A law firm has launched a national campaign to warn people of the pitfalls of making a DIY will without the help of a solicitor.

The private client team at Clarke Willmott LLP has recently launched their ‘Good Will’ campaign, to urge people to seek legal advice when making their will.

Although it is estimated that 50% of UK adults do not have a will at all, lawyers at the firm say having a homemade will can actually be just as damaging, if not more so, to loved ones.

Georgia Collier, solicitor and private capital specialist, said that while homemade wills may seem like a cost-effective option, they may actually cause serious issues and even result in the beneficiaries receiving reduced sums in the long run.

“Homemade wills can appear attractive because of their nominal cost but upon your death your beneficiaries will need a solid document that is clear, structured and easy to adhere to rather than something that could be cause for disputes.”

 “A professionally drafted will can also help to reduce inheritance tax as much as possible. Having a lawyer involved can also lessen the likelihood of disputes over capacity as this will be assessed and a medical opinion sought if necessary.”

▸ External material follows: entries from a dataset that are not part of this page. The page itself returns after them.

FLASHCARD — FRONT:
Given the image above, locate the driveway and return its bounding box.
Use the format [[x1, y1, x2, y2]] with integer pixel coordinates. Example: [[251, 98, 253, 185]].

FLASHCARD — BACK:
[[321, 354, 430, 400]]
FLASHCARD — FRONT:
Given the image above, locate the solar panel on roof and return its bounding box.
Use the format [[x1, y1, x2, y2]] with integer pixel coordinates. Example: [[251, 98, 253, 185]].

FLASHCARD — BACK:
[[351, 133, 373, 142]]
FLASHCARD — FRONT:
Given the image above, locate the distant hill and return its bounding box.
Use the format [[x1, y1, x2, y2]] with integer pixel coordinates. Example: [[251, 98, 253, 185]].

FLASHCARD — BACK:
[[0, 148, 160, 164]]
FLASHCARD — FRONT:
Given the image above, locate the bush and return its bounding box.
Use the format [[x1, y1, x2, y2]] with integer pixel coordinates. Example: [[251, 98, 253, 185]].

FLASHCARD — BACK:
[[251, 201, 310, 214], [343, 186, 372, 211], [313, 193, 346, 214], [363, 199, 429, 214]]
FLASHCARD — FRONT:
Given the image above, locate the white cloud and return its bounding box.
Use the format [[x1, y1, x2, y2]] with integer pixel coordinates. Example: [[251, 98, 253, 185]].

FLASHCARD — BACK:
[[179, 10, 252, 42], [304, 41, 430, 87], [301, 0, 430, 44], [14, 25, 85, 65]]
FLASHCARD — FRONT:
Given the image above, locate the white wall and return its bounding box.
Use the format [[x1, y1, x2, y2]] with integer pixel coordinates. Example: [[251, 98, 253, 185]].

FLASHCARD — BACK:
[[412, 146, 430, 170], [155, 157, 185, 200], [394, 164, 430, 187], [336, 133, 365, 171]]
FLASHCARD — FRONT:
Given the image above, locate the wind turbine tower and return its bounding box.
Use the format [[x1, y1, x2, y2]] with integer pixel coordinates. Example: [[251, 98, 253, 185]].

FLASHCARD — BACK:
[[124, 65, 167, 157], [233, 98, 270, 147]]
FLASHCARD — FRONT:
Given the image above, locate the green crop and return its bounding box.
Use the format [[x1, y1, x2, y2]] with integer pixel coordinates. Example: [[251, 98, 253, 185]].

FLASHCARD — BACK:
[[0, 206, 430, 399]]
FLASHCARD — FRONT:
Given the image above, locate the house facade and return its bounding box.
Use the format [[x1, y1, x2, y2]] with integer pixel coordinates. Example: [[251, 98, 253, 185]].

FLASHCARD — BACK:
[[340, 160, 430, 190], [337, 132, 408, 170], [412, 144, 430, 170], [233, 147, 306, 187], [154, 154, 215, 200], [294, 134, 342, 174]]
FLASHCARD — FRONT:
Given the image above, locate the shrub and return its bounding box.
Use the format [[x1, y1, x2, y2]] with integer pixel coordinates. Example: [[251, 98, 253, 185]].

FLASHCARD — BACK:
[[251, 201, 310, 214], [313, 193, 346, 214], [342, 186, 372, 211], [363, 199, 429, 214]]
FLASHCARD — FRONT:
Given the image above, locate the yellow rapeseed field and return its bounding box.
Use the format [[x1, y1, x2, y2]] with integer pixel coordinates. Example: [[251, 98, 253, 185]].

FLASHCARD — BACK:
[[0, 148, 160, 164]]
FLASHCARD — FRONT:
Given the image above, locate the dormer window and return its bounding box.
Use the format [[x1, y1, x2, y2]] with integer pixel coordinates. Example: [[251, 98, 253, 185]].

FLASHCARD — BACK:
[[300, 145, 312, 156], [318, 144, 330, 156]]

Ms Collier also warned that inheritance disputes have been rising since 2015, as family structure and their estates become more complicated.

“Wills become furthermore complex when the estate is large or when blended families with complicated structures are involved; inheritance disputes have seen an upward trend since 2015.

“Essentially you have a choice – save money now with a DIY will, which will potentially prove more costly after your death either through legal involvement with variations, disputes or a will that does not protect assets as well as it could; or invest in a will now and make your executors’ lives easier on your death.”